One of the visual elements that will be required for the upcoming review paper is an image showing the pathway from the nasal cavity to the brain. Therefore, Gill wanted to produce a broadly anatomical image of the human head that could then be used as a background for additional annotation, to show the possible pathways. Using an anatomical model as the reference image for the Illustrator drawing (shown below) gave a necessarily simplified representation of the human head.
This simplified representation made it easier for Gill to make the drawing as a series of separate elements, which fit together like the pieces of a jigsaw. This is in contrast to the completely anatomical image of the human brain (described in this blog post) where many of the elements overlapped, or were dependent on the presence of elements in other Illustrator layers, in order to create the correct final image.
Creating this ‘jigsaw’ image then made it straightforward to remove elements, change their appearance, or swap in coloured, or more anatomical, versions of selected elements. Additional elements or annotation could also be added. For example, it could be useful to overlay representations of the olfactory or trigeminal nerves. Some variations of the anatomical head are shown below.
This approach could be used for any figures that need to represent anatomical elements, but where a simplified or more diagrammatic representation of the anatomy is sufficient. A baseline image could contain all of the anatomical elements, or elements could be supplied as separate files, and they could then be removed, added, edited or customised to give the required image.

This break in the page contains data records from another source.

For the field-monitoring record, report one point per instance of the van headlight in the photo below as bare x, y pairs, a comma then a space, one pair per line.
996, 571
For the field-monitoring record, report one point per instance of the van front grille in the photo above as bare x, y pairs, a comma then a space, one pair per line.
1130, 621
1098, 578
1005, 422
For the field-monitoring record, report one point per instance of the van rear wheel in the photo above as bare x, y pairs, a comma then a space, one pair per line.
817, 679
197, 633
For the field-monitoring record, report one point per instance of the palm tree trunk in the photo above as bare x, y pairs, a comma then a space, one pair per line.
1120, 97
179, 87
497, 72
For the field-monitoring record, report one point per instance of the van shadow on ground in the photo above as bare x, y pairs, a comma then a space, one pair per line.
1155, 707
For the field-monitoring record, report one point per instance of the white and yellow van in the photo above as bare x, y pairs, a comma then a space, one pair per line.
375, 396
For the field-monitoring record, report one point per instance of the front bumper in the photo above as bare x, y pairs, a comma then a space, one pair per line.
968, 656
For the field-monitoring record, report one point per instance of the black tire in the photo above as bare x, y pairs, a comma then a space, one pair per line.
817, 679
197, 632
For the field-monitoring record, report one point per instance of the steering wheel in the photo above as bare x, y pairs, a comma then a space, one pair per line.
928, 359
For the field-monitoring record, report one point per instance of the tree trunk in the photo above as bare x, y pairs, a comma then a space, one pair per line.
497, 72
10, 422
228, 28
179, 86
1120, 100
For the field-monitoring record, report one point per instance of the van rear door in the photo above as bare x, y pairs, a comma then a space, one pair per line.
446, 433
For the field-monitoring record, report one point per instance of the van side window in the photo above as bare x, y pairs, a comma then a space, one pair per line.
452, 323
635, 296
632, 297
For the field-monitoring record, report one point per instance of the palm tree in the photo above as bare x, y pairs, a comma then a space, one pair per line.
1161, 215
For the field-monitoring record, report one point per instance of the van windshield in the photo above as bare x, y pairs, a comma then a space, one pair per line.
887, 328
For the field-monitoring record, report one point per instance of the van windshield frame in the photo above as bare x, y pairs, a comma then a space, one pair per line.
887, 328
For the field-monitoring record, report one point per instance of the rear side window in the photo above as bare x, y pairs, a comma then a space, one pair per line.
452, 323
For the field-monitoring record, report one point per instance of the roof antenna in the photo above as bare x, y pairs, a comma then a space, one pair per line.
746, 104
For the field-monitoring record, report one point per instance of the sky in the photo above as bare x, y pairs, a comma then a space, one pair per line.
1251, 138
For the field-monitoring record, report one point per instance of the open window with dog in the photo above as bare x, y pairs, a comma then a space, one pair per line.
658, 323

Creating the baseline images so that they can work like a jigsaw does take some time and effort, but the flexibility that this approach provides should make the effort worthwhile. It would also help the department produce more consistent conceptual figures, in terms of their appearance, if the same baseline images are being used as starting points for different conceptual figures. The possibilities of using these kind of images will be discussed in the upcoming workshops.
Gill will continue to experiment with this approach for other images, starting with the hypothalamus and pituitary gland in humans, followed by the nasal cavity and brain of rats.